Mary Jane Gething on James Lab Seminars
  Mary Jane Gething     Biography    
Recorded: 16 Jan 2003

Well, I remember two sort of apocryphal stories I suppose. I believe they’re true but they’ve been—we’ve told them so many times that they may not be exactly true. But one of them was a guy who came, an outside speaker, who came and I don’t even remember the topic. But he started and he didn’t get more than two or three minutes in and the first challenge came. And he sort of answered that and then, not that his work was not interesting or, but then he said a few more things and it raised another question and that as afar as his seminar got. Because it turned into this free for all which he enjoyed but he never gave a seminar. All he did was I suppose raise the topic and then it just took over and people were yelling and, not angry, you know not an argument but it was just sort of—

Mila Pollock: Do you remember what was the topic?

No! I’ve no idea. I don’t know who the person was. I remember the day. And then the other joke that it revolved, talked about a lot, involves Winship Herr who tries to continue the James tradition of seminars, but he doesn’t have so much support from the current people in James. But he, you know, he does his bit to keep it going. But anyway, he had come down from Harvard, he’d been a graduate student in Harvard and then spent a year I think in Cambridge and then came to be a postdoc in James. And I think he’d been a year, I don’t know. And he’d been asked to go up to—back to his own lab or department in Harvard to give a seminar. And he’d given James in-house talks and then I think, I believe he practiced this talk, and it was fine. It has the usual number of interjections and questions and so on. So he goes up to Harvard to give this talk and apparently it went all right except he came back and we asked him how it went. And he laughed hysterically and said, “It only took twenty minutes!” And it was the same seminar that he’d practiced in James that twenty minutes worth of talking was an hour’s worth of seminar because of all the questions and discussion and so on. But in Harvard he was listened to in silence. So it only took him twenty minutes. So I think those two give a feeling of, they’re perhaps extreme examples, but it was everybody, you know, from the most junior student to Joe were expected to take part and to really you know question and not be ashamed to say I have no clue what you’re talking about. Or to say rudely I have no clue what you’re talking about, one or the other.
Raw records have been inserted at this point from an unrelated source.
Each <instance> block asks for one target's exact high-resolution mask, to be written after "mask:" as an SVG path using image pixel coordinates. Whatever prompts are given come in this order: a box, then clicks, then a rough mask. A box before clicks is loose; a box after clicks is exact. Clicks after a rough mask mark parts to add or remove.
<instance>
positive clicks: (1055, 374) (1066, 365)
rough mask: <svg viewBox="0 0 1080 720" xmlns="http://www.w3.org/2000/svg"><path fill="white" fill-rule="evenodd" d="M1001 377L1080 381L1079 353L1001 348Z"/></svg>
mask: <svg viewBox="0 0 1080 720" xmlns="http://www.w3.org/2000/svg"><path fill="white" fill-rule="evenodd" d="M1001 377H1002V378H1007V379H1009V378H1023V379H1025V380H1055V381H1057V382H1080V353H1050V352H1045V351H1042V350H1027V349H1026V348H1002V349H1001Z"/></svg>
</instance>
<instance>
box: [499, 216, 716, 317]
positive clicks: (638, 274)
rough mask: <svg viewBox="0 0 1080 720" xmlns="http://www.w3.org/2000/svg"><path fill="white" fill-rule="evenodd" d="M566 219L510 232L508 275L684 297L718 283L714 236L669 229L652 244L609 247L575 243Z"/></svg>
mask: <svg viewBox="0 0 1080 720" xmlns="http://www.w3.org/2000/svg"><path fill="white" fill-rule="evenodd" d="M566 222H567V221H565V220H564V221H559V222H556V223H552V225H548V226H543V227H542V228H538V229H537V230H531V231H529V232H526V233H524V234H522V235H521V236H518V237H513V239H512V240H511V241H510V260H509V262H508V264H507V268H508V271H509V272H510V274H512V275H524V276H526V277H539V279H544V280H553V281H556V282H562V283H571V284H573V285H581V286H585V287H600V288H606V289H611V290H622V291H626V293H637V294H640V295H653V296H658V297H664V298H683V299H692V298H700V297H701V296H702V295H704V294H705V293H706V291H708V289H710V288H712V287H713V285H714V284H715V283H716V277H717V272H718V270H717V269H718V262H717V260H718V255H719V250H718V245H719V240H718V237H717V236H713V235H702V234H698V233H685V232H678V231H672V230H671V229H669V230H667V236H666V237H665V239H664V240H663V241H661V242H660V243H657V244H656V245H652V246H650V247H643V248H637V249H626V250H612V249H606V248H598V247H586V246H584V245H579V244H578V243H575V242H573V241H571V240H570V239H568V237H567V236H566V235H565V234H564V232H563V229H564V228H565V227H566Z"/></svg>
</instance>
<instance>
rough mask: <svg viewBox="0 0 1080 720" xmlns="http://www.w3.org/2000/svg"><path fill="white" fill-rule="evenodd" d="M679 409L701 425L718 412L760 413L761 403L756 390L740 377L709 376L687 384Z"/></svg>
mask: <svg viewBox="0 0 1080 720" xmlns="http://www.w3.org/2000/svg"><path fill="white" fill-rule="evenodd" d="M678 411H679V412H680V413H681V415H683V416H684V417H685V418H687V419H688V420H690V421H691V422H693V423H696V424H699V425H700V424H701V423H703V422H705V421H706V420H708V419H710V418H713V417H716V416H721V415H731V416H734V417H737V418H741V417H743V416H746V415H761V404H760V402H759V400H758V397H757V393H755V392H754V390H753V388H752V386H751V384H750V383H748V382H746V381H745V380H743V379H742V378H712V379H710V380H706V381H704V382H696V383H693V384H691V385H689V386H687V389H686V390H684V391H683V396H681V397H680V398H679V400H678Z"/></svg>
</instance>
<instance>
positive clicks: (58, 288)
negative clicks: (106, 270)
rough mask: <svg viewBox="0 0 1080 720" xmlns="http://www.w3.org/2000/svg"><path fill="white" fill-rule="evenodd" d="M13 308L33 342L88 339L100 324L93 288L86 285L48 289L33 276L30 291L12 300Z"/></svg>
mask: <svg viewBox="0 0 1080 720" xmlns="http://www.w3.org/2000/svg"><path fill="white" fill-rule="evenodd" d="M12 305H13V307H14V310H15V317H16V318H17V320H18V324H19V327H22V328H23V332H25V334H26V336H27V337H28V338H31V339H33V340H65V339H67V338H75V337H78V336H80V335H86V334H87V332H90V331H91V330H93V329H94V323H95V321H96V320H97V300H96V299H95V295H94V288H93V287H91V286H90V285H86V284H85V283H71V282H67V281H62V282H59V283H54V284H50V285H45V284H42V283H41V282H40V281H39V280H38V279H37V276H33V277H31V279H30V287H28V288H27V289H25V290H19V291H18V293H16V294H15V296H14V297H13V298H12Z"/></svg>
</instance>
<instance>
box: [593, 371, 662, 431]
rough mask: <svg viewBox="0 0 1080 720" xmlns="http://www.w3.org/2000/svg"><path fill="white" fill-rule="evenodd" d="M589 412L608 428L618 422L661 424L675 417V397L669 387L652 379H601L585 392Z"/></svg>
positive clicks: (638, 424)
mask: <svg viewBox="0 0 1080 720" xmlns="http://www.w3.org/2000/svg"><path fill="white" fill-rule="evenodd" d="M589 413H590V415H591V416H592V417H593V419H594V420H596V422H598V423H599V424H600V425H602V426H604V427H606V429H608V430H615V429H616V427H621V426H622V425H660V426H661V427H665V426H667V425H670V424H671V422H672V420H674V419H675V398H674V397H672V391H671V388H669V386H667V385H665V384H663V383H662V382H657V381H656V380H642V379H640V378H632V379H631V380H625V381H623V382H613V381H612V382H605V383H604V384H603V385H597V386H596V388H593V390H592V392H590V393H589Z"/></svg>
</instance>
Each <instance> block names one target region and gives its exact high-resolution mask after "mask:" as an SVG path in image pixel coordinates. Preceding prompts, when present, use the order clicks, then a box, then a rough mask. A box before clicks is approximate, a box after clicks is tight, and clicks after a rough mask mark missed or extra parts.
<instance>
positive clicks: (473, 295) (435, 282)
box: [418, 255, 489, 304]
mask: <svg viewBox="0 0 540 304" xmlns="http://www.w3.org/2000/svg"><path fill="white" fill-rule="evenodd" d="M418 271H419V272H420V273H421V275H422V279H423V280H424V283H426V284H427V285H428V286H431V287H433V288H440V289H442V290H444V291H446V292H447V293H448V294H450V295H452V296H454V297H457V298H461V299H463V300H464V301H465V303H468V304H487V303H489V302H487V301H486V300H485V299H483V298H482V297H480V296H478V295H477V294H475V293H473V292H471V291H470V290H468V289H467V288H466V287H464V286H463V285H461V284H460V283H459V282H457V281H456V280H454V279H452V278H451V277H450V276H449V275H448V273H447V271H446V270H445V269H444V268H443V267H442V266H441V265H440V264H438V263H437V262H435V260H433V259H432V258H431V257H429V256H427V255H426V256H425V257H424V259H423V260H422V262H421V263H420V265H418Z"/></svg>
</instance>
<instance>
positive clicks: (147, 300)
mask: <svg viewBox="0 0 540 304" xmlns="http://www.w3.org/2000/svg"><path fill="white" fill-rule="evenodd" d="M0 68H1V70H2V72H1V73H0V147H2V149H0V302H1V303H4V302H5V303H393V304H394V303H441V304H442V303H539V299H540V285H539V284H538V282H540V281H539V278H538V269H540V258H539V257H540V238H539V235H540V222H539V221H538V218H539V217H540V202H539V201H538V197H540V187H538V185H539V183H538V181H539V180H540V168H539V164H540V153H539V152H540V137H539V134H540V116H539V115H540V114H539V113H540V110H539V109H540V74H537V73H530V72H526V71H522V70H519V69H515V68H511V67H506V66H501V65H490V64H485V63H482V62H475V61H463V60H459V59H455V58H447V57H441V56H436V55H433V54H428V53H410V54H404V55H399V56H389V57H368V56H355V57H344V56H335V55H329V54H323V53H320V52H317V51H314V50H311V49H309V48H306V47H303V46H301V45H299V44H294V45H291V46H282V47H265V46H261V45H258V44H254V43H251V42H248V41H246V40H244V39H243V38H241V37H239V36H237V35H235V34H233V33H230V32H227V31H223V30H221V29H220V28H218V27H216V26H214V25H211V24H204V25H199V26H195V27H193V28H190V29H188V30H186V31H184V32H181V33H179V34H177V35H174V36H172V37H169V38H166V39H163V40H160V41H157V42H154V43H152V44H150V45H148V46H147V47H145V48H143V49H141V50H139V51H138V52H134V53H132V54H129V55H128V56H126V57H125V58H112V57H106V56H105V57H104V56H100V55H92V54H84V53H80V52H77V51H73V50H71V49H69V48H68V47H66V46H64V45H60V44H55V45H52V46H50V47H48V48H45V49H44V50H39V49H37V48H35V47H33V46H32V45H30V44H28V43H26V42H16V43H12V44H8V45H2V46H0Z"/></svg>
But it was an amazing, amazing time.

Mary-Jane Gething, biochemist is Head of the Department of Biochemistry and Molecular Biology at the University of Melbourne where she earned her Ph.D. in Biochemistry in 1974. Subsequently she went to Cambridge to do post-doctoral work.

In 1976, she moved to London to work on protein sequencing and in 1980, Gething and Joseph Sambrook received a NATO grant for travel to collaborate on virus research. She began working at Cold Spring Harbor Laboratory in 1982 where she continued her research of proteins. In 1985, Gething and Sambrook moved to Dallas to work at the University of Texas Southwestern Medical Center. They moved back to Australia in 1994.

Her current research involves protein folding in the cell and the role of molecular chaperone BiP.